Rebuffing auditor and comptroller, Board of Estimates approves 41.7% water rate hike
Mayor says she “just doesn’t have the luxury to vote no.”
Above: Baltimore City Comptroller Joan Pratt confronting Department of Public Works’ Blake Bornkessel after water rate vote.
Shouting from her seat, one spectator called for the firing of Baltimore’s Public Works director, while another urged citizens to stop paying water bills in protest.
Comptroller Joan M. Pratt, meanwhile, called out a Department of Public Works budget specialist for “disrespect,” accusing him of laughing at her as she complained that DPW blew off meeting with her Department of Audits yesterday, keeping them waiting until 6 p.m.
Hostility ricocheted all over the Board of Estimates meeting room today, amid a 3-2 vote to increase water rates 41.7 percent over three years – shortly after the city auditor announced his finding that the increase supported by Mayor Stephanie Rawlings-Blake is “higher than necessary.” But, citing “literally crumbling” water and sewer infrastructure, the mayor and her staff said the rate hikes for city customers just had to be.
“Our system is broken, failing and in need of major repair,” Rawlings-Blake said, reading from a prepared statement. “I just don’t have the luxury to vote no.”
Neither, apparently did Deputy City Solicitor David E. Ralph (standing in for his boss, City Solicitor George Nilson) nor Public Works Director Alfred H. Foxx (effectively voting his agency a major revenue boost.) The two men, representing seats on the spending panel controlled by the mayor, both voted “yes” for the rate increase.
Meanwhile Pratt and City Council President Bernard C. “Jack” Young voted “no” on the measure, which increases water rates by 15% this year, 11% in 2015 and 11% in 2016.
“More reserve funds than required”
The vote caused a sensation in the room because City Auditor Robert L. McCarty Jr., had just finished reading his 5-page critique of the administration’s proposed water bill increase – including his recommendation that, if water bill increases must be prescribed now covering the next three years, the increases should be 13%, 11% and 11%.

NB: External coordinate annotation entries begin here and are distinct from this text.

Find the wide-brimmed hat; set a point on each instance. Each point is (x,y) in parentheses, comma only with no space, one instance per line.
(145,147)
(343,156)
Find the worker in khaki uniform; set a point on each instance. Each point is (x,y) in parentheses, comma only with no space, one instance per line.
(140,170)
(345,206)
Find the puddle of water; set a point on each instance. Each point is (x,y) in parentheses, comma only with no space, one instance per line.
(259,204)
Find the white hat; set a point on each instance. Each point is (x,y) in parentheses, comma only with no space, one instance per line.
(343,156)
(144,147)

The panel’s rejection of the auditor’s advice was doubly sensational because it also followed last week’s turbulent Board of Estimates meeting, in which angry residents accused city officials of “terrorizing” residents and driving them out of the city with onerous fees and erroneous water bills. Activist Rhonda Wimbish handed in 650 letters of protest over the rate increase. The Department of Audits asked for the vote on the unprecedented water and sewer increases to be delayed, so they could see whether the increases were justified.

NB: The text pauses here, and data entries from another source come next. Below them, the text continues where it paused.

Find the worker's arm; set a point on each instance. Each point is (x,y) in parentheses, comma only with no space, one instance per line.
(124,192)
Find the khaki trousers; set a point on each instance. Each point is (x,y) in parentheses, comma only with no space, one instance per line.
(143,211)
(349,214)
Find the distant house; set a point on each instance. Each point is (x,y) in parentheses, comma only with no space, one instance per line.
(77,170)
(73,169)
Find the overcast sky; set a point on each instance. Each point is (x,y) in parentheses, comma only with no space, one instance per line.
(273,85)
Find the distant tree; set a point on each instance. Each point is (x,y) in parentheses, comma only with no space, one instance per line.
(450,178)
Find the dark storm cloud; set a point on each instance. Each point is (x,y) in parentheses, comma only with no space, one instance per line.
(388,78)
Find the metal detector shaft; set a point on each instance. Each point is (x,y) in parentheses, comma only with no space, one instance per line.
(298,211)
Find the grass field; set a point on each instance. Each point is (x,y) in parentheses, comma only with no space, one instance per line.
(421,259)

The short answer today from McCarty: No.
In addition to calling for lower water rates, he also advised that the mayor’s three-year series of waste-water charge increases – 15%, 11% and 11% – should be lowered to 12%, 9% and 10%.
The mayor’s rate increases “provide more reserve funds than required to meet expected legal covenants and revenue bond coverage,” McCarty said.
In his response to the auditor, Water and Wastewater chief Rudolph S. Chow defended the amount of reserves factored into the rate increases, saying it conforms with the practice of most other jurisdictions. (He cited a 2002 Association of Metropolitan Water Agencies survey of 99 member utilities finding that only three had less than 30 days cash in hand.)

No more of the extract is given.